As I write he's not even half way through. His dressing gown is in the washing machine...... there's a big towel in the bed.... there's bleach down the loo and on the loo walls..... a haze of rose air freshener on the stairs.... and I've put a tall fountain of sweet scented, bright star narcissi in the bedroom.
He obviously can't eat anything. I can, but I've quite lost my appetite. And the will to live.
I keep thinking about the Soul Painting course I did on Sunday with the lovely Sam Jenkins in her Creative Sanctuary for Women at Budleigh Salterton. She encourages you to pour your soul's longing onto the paper with brushes and sponges and fingers, with bright and muted, primary and glittery paints. Without self criticism or analysis.
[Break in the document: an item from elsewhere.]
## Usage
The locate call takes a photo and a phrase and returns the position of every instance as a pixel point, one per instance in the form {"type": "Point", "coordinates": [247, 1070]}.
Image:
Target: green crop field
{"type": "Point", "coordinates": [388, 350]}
I'm still sitting with my creation - there is some gold in there, some treasure, but it's not yet clear to me as mostly all I can see is a mess. Which is just where I feel I am at the moment - in a bit of a mess. But my soul knows better. Although I feel a long way from the luxury of my creativity I know it's not forever. Nothing will stop me when I give it my attention.
You can find Sam at http://www.thesoulstudio.co.uk
I love her beautiful angels and would like to have them all lined up behind me - keeping my gold warm in their wings.